2 pentagons inside a decagon

Let the side length of decagon be 'a'.

Area of a regular decagon is $a^2$ × $\frac{5(\sqrt{5+2\sqrt{5}})}{2}$ .
Area of a regular pentagon is $a^2$ × $\frac{\sqrt{5(5+2\sqrt{5})}}{4}$ .

Now the shaded region can be split into 2 pentagons and a isosceles triangle.

Now all the angles of pentagon are $108^{\circ}$ . One can easily see that the isosceles $\triangle$ is also a part of a pentagon.

$\therefore$ the vertical angle of triangle is $108^{\circ}$ .

$\begin{aligned} \triangle (Area)&= \frac{1}{2}× a^2×sin(108)\\ &= \frac{1}{2}× a^2× \frac{\sqrt{5+\sqrt{5}}}{2\sqrt{2}}\\ &= a^2× \frac{\sqrt{5+\sqrt{5}}}{4\sqrt{2}} \end{aligned}$

$\therefore$ Area of shaded region is

= $\normalsize 2×(Pentagon) + Triangle$
= $\normalsize 2×a^2×\frac{\sqrt{5(5+2\sqrt{5})}}{4} + a^2× \frac{\sqrt{5+\sqrt{5}}}{4\sqrt{2}}$

Ratio of shaded region to area of decagon
$\begin{aligned} &= \frac{2×a^2×\frac{\sqrt{5(5+2\sqrt{5})}}{4} + a^2× \frac{\sqrt{5+\sqrt{5}}}{4\sqrt{2}}}{a^2× \frac{5(\sqrt{5+2\sqrt{5}})}{2}}\\ &= \frac{\frac{\sqrt{5(5+2\sqrt{5})}}{2} + \frac{\sqrt{5+\sqrt{5}}}{4\sqrt{2}}}{\frac{5(\sqrt{5+2\sqrt{5}})}{2}}\\ &= \frac{5\sqrt{5}-1}{20}\\ &= 0.509.... \end{aligned}$

Therefore the shaded region has greater area since its value is more than 0.5.

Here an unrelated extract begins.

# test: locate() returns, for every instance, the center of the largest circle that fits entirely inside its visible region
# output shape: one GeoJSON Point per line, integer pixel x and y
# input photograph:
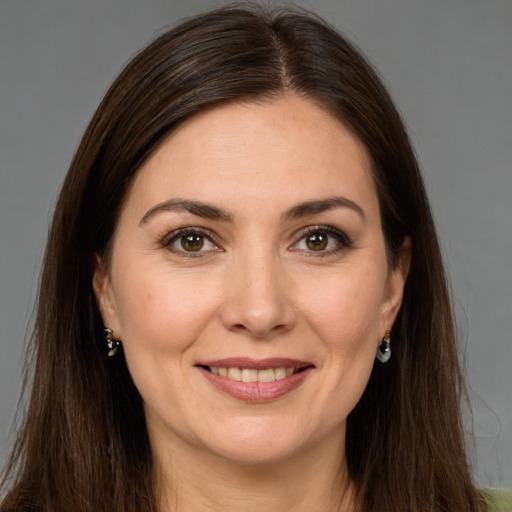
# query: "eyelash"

If we rearranged the parts, the whole thing boiled down to whether one unshaded isosceles triangle with two same sides and 36° as the angle between the two is bigger or smaller in area compared to two congruent shaded isosceles triangles which have a base (we make them have left-right balance) of the same length with the unshaded's same sides and 108° as the angle opposite it.

Then, if we 'tangramed' the two shaded triangles it's easy to see that together they covered up the unshaded's area nicely.

Shaded : 2 obtuse isosceles ones with angle 36°-108°-36°, different side as base with length x.
Unshaded : 1 acute isosceles triangle with angle 72°-36°-72°, same sides with length x.